Bir deja vu’dan bahsetmiyorum.
Rüyalarında gör, beğen, âşık ol tam yakalayacakken bembeyaz bir tavşana dönüşsün, koşa koşa güneşin battığı tepeye doğru koşsun, sen arkasından topukla. Tam tepeye çıktığında arkasında, batmakta olan portakal gibi turuncu güneş ve pembenin bin tonu olsun. Kaybolmadan önce dönüp sana bir bakış atsın ve ponpon kuyruğunu sallayarak gözlerden kaybolsun!

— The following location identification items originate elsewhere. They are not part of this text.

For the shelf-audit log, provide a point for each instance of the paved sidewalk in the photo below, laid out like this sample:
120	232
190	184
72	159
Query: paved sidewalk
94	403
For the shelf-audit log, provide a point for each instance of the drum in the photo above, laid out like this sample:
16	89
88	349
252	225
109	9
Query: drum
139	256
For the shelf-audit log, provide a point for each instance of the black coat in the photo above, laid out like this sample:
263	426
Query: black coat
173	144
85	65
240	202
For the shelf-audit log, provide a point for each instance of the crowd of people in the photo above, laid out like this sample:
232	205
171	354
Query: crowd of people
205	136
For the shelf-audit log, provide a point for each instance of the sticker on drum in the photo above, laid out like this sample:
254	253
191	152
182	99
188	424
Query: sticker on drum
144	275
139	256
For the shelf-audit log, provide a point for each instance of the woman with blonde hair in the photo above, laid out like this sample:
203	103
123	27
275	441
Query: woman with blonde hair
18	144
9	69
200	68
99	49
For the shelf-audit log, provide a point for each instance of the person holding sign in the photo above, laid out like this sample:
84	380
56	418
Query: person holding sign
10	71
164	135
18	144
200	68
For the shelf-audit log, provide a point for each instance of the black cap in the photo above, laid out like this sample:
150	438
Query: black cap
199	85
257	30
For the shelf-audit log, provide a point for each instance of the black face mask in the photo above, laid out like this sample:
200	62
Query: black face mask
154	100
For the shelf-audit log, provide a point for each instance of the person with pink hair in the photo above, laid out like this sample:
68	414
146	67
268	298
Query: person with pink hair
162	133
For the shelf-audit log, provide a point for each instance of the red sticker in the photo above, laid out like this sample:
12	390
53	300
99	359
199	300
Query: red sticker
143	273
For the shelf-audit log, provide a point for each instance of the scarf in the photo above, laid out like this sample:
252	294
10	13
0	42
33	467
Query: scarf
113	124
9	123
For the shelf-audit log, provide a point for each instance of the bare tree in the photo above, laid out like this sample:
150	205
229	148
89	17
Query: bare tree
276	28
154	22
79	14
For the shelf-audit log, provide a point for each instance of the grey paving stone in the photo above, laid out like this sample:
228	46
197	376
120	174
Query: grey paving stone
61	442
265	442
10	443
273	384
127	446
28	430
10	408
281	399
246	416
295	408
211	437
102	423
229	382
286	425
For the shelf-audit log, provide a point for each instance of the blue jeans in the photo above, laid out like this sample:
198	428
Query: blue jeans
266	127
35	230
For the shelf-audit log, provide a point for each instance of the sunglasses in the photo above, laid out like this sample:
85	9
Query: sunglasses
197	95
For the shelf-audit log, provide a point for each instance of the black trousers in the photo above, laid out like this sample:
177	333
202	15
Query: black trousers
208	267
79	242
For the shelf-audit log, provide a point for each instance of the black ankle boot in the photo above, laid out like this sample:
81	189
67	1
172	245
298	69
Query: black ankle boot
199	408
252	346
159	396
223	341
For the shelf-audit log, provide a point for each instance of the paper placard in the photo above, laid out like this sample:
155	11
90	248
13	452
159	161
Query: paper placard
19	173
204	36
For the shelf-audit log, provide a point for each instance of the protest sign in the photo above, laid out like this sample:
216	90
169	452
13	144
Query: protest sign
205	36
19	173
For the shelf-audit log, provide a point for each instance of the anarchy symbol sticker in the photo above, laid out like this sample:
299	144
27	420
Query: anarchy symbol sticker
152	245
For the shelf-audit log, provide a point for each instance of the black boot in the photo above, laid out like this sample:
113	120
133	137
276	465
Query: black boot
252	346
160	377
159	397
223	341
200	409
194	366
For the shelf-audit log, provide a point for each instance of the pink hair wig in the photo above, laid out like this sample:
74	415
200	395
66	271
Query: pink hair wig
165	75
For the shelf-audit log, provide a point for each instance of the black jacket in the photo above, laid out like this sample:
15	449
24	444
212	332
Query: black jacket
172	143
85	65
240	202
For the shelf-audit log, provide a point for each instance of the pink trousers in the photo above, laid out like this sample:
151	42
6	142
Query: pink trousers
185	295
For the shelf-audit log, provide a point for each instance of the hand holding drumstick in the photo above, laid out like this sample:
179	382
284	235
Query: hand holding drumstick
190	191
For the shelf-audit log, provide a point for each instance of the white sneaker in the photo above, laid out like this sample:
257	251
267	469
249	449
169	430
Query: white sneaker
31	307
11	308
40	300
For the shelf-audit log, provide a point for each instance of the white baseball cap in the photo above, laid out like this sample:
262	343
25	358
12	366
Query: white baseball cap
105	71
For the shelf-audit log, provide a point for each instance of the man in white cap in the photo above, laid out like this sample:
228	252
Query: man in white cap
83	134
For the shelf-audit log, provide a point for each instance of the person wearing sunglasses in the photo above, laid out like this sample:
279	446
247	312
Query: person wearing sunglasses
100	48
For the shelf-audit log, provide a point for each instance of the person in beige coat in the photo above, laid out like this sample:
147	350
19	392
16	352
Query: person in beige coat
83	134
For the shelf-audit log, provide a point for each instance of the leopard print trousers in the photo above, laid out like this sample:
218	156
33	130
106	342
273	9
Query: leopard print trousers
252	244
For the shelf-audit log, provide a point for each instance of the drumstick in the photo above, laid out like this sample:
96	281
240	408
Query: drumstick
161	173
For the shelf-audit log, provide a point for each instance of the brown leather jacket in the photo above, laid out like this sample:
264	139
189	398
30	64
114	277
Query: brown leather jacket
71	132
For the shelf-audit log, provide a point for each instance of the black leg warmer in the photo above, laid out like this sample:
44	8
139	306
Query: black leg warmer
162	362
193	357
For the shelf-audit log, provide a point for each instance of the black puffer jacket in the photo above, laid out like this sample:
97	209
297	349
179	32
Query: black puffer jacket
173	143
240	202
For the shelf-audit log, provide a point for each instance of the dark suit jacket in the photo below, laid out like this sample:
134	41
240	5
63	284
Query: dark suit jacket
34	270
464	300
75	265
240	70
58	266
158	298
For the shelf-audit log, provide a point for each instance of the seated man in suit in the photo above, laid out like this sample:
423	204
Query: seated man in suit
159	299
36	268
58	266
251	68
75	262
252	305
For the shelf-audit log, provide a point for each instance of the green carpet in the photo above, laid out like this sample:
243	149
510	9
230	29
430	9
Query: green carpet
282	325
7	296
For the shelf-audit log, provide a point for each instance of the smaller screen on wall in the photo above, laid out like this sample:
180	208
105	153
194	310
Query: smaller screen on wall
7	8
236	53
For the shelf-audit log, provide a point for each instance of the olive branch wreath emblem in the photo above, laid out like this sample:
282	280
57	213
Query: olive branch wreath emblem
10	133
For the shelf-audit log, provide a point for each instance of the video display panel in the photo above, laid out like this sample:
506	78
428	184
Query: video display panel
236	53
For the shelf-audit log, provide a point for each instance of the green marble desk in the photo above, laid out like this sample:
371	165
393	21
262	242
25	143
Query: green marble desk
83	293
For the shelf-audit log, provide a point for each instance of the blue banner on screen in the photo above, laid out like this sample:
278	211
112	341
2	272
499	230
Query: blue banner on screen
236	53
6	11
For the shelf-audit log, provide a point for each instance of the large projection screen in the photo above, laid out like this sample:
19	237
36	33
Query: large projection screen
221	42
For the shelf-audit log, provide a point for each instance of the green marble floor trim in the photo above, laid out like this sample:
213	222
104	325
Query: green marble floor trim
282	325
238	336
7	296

Gel zaman git zaman, Akmerkez’de kaderin bizi birbirimize ittiği gün geldi. Sanki o gün koskoca AVM’de bir sen vardın bir ben. Oturduğun kafenin bar sandalyesinde gökten inmiş bir melek gibiydin. O kadar heyecanlanmıştım ki arkanı döndüğünde kanatların var mı diye iyice bakmıştım.
Her ne kadar yeni tanıştırılmış olsak da ben seni rüyalarımdan tanıyordum. Rüyalarıma giren meleğin de, benden kaçan o beyaz tavşanın da sen olduğunu hemen anladım. Rüyalarım gerçek olmuş, dualarımda yalvarışlarımın cevabı tanrı tarafından benim önüme çıkartılmıştı. Ruhum incecik bebek bileğine aşkla bağladığım uçan bir balon olmuştu adeta.
Sen hala benim bıyıklarıma vurulduğunu inkâr etsen de gözlerinde o gün gördüğüm parıltıyı hala görüyorum. Dualarım o parıltı içinde sonsuz olmaktı ve öyle de oldu. Şimdi oğlumuzda görüyorum o aynı parıltıyı, senin gibi gülüyor her ne kadar bana benzediğini söyleseler de ben, sana benzetiyorum.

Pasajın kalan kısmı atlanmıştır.